Now, the question is how.
Much of what is reported in the statistics on our health status as a population relates to our habits as individuals. In The Power of Habit, author Charles Duhigg quotes a Duke University study that found that “more than 40% of the actions people performed each day weren’t actual decisions, but habits.” My morning routine at home is the same every day including my six minute drive to work. This all gets disrupted when kids come home for the summer, get a job and need transportation. I decided that rather than grumbling this year, I would see this as my opportunity to walk or bike to work. To my delight, I received a “stylish” backpack for Mothers’ Day to make the trek more comfortable. I may not do it every day but I’ve come to enjoy it. It requires a bit more thought – make sure that my running shoes are by the door, check the weather the night before in case of rain and keep some deodorant at work.
The other interesting thing from Duhigg’s book is the concept of “keystone habits.” For some reason, consciously making certain changes in our lifestyle seems to trigger other new unrelated patterns.
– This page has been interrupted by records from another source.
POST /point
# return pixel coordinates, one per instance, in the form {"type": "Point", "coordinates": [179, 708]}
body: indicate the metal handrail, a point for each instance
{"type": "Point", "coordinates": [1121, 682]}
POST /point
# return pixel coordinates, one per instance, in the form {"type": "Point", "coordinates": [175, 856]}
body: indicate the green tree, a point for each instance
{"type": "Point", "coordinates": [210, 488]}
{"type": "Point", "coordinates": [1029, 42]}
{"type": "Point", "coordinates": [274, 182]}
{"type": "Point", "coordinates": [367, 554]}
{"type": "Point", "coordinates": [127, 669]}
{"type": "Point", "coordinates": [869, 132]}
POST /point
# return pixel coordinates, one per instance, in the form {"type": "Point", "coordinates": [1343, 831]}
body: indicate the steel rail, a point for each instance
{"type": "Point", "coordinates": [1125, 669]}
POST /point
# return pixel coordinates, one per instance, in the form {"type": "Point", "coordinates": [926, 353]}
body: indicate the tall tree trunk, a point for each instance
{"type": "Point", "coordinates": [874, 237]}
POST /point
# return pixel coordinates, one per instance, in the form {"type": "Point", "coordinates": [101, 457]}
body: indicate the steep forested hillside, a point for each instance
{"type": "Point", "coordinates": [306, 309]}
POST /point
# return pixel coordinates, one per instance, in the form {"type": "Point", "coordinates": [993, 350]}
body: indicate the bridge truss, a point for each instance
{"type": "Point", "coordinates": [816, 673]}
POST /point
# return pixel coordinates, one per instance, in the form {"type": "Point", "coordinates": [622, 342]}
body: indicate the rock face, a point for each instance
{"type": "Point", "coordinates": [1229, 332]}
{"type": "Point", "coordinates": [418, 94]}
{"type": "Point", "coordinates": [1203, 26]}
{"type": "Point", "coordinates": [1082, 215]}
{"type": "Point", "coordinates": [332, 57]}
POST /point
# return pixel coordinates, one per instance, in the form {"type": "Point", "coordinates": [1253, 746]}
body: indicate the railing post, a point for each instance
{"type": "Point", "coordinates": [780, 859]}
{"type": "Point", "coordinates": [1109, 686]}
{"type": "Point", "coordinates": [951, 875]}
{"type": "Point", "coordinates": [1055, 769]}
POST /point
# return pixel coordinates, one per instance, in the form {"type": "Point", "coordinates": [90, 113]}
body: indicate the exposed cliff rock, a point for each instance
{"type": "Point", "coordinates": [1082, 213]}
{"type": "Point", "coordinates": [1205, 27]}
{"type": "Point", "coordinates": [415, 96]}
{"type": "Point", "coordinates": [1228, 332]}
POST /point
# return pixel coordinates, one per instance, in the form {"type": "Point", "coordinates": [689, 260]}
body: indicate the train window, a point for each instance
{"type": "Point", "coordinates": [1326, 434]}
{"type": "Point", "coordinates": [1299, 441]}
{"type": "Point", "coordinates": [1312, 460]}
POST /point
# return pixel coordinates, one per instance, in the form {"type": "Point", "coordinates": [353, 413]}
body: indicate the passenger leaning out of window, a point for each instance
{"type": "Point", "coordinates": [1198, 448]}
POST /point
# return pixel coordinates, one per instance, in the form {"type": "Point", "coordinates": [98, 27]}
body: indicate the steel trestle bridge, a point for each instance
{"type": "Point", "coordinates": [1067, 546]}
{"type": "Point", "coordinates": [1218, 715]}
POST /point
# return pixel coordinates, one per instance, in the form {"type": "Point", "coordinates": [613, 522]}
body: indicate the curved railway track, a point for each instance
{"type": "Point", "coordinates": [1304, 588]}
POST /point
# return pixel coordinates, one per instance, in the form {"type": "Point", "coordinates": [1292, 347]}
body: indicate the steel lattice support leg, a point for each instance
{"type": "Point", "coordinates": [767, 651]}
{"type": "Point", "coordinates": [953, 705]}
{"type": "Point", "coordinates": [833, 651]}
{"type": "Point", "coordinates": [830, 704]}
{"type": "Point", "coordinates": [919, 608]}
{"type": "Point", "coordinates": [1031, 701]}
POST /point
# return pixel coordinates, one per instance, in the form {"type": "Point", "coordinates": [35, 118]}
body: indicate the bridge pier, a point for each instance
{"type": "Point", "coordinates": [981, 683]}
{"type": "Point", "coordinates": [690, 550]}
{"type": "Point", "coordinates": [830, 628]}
For example, when people start exercising (even once a week – yay!) they start eating better, smoke less, use credit cards less frequently and show more patience with colleagues and family. Eating dinner together as a family is linked with better homework skills and higher grades; and making your bed is correlated with better productivity, sense of well-being and sticking to a budget.
So, what are the added benefits I’ve seen of my backpack? When I walk or ride my bike I feel energized when I get to work. I often pass a neighbour or colleague along the way and it feels good just to start my day by saying “Hello!” Thanks to the YMCA’s Learn to Run a 5K, I’ve done two 5K run/walks and I kept up with my kids when hiking recently in Banff. Nothing beats two hours of uninterrupted time with teenagers! The summer also means more fresh food options available and cooking at our house is something that we enjoy doing together. I appreciate the healthy left-overs to put in the backpack for lunch or snacks at work. I’m finding with more exercise that I’m getting to bed at a more consistent time each night and so I am getting reacquainted with the stack of books that are on my bedside table. I’ve even been more attentive to the weeds in the garden. I’d say that this one action has had a positive spillover into other areas of my life for sure.
At CKHA, we’re introducing some opportunities to engage in healthy habits in the workplace. Whether it is our Mindfulness Mondays, Walking Wednesdays or Farmers Market Fridays, I encourage you to think about what habits appeal to you. Maybe you can’t walk to work but you can treat yourself to parking in the Pegley lot to enjoy a stroll on nice days; maybe you choose healthy options in the cafeteria and save “Ken’s Mac & Cheese” for the occasional treat; or maybe when you’ve had a particularly stressful situation to deal with you take some time to debrief with a colleague or reflect privately. Truly, let’s grow a healthier community together. One person and one habit at a time.
Oh, and in case you think that my walking habit will be short lived, please meet the newest member of our family. Oswald, our new puppy.